# Warhemmer UK GT champion 1997



## cox61171 (Jan 10, 2007)

Hi, i am new to these pages but I wonder if anybody remembers who won the 1997 UK GT championship. I have all the other champions listed but nobody seems to know who this was (not even GW) so please help if you can.


----------



## jigplums (Dec 15, 2006)

Was that the first year of the Gt?


----------



## cox61171 (Jan 10, 2007)

no i believe it was the second year it took place.


----------



## jigplums (Dec 15, 2006)

ah, well i know that the first one was featured in wd, i would have thought the 2nd would have been as well but i couldn't be entirely sure, although i think that that was too and i seem to remember a battle report between the WH gt winner and the staff WH winner one of which was using orcs. I remember i wanted to get tickets but couldn't at the time.
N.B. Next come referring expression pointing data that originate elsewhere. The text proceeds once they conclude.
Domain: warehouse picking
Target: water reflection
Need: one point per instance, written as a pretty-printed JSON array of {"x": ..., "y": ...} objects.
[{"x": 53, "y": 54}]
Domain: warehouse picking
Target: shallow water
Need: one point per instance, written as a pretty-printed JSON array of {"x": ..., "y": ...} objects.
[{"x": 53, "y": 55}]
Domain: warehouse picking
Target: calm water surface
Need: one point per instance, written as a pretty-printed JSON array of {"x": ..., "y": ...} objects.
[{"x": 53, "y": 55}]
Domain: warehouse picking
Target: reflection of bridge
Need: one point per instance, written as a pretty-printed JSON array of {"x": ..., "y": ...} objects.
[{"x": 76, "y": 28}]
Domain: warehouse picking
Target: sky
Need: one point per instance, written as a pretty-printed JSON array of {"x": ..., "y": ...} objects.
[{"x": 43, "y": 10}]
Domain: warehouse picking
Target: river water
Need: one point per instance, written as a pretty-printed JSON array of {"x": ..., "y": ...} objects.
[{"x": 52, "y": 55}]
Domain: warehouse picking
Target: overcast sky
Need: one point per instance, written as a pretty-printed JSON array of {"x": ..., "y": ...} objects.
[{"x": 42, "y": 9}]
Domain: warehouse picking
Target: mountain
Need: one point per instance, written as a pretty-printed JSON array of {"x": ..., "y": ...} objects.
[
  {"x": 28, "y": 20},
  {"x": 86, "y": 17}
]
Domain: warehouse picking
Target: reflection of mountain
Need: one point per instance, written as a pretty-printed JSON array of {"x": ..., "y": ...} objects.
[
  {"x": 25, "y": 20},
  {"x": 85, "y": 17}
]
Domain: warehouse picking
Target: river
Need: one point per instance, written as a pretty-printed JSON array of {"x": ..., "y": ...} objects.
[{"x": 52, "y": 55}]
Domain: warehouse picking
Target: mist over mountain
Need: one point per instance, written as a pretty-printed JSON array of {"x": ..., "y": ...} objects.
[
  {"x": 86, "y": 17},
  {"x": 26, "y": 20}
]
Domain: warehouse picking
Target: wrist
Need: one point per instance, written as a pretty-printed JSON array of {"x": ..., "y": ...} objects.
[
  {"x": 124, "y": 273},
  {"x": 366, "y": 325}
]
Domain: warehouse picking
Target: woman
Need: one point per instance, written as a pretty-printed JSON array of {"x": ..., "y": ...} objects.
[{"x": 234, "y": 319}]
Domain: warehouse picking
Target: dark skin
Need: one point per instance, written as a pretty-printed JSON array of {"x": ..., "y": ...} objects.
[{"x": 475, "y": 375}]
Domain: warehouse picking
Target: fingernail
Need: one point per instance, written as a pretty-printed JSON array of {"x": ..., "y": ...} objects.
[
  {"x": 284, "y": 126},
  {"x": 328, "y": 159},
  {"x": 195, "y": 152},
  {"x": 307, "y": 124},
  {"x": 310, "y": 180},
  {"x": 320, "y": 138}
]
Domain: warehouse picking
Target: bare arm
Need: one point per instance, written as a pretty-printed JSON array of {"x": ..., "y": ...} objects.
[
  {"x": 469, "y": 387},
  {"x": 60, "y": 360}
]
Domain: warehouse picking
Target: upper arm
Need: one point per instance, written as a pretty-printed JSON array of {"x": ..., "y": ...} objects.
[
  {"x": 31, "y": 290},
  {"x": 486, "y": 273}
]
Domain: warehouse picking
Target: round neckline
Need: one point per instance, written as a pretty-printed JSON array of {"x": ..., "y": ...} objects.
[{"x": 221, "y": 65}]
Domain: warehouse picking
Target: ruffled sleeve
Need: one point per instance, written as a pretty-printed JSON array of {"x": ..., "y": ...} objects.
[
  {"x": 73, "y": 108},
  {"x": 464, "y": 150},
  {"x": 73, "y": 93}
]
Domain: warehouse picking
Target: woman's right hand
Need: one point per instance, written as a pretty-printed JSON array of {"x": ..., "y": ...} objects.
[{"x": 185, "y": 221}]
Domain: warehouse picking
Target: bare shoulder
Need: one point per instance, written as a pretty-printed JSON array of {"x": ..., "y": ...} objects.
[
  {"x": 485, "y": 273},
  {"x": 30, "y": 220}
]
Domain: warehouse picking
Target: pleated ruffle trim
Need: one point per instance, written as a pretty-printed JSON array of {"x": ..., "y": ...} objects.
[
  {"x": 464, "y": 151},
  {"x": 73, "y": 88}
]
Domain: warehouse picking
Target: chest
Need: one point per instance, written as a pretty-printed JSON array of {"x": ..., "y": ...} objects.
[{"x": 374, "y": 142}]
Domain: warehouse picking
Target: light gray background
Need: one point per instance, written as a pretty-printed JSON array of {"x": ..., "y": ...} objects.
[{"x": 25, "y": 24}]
You would think GW would have this info somewhere


----------



## jigplums (Dec 15, 2006)

Out of interest how comes your after this info on GT winners?


----------



## cox61171 (Jan 10, 2007)

its just an interest of mine to know these things, sad i know, but its like knowing finals of other things like sport, i can usually spout useless info about them and as i have been into this hobby for nearly 5 years now, and have never been to a GT (yet, hopefully this year!), I just want to find out + i find it amusing that nobody at GW knows!!


----------



## Too_hot_to_handle (Jan 4, 2007)

indeed


----------



## Pandawithissues... (Dec 2, 2007)

I think the winner played skaven?
Got himself pasted by Gorden Rennie (the ork player (staff champ)) in the battle report.
I cant remember the skaven players name but can find out when im back in the UK at christmas if it means this much to you 
I think this is the one your after, but couldnt swear to it.
Alternatively, if you ask really nicely i can find out tommorow/soon, but i'll need to skype the UK.
Just let me know.


----------